January holds a special treat: returning to Northwestern University—the university from which I resigned over censorship—to talk about censorship of sex research. I was invited to speak on this to Northwestern’s Queer Pride Graduate Student Association by the current President of the Group, David Miller, whose work I have admired. I’ll touch on what happened to lead to my resignation but talk more generally about moves to limit and censor sex research and how this negatively impacts the lives of lesbian, gay, bi, transgender, queer, and intersex people.

In February, I’ll spend a couple of days as a Visiting Professor in Bioethics and Obstetrics and Gynecology for the University of Pittsburgh and Magee Women’s Hospital. In addition to talking with the Gender, Sexuality, and Women’s Studies Program about the intersex patient rights movement, I’ll be delivering a lecture entitled, “Prenatal Dexamethasone for CAH: How Safe Are Pregnant Women and Fetuses in Our Medical System?”
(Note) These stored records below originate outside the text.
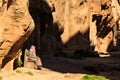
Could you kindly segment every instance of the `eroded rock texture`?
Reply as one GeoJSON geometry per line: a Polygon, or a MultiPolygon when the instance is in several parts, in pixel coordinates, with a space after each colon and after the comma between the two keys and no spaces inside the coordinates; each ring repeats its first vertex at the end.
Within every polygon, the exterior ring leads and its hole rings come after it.
{"type": "Polygon", "coordinates": [[[34,29],[28,0],[0,0],[0,65],[13,69],[24,41],[34,29]]]}

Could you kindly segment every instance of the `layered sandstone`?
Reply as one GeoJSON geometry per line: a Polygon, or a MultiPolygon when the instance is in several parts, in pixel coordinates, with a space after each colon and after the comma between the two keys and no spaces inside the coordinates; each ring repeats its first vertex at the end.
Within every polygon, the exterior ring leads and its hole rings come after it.
{"type": "Polygon", "coordinates": [[[24,41],[34,29],[28,0],[0,0],[0,65],[13,69],[24,41]]]}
The abstract: “For over 30 years, prenatal dexamethasone has been used to try to prevent intersex development in 46,XX fetuses with congenital adrenal hyperplasia (CAH). The intervention starts as early as week two of pregnancy, and dexmathasone is used because it crosses the placental barrier and changes fetal development. The use has come to be seen as ‘standard of care’ in spite of no animal studies of the use, no controlled trials, and almost no prospective long-term data collection. How did OB/Gyns come to be told this was ‘safe and effective,’ and what does it tell us about how well the medical/research protection systems are working for pregnant women and fetuses?”

In March, I will have the honor of serving as the Ryan Bioethicist-in-Residence at the Southern Illinois University School of Law and School of Medicine. This involves a series of three lectures, including one at the School of Law (“Who Should Count as a Woman on the Playing Field? The Question of Intersex and Trans in Sports”), one at the School of Medicine (“Should We Try to Engineer Physical ‘Normality’ in Children?”), and one for the hospital Bioethics Committee and community members (“The Trouble with Pursuing Normality through Medicine”).

Shortly after that I’ll head to Winona State University in Minnesota to be the Keynote speaker for the campus’s Common Book Project, which this year is using Rebecca Skloot’s book, The Immortal Life of Henrietta Lacks. I’ll be speaking on informed consent and the question of which kinds of people have been disproportionately used for medical experimentation and medical research in the U.S. I’ll also talk some about the laws, regulations, and agencies that are supposed to protect us and often don’t, something about which I’ve written relatively recently for Aeon magazine.

After that, I lay off the work travel for a while. It is my son’s senior year in high school, and I am looking forward to spending the Michigan spring and summer with him before he launches off to some campus that hopefully has a green-light rating from The FIRE.

Thanks to all the folks who have worked on making all these visits possible! I am excited about them and looking forward to them all.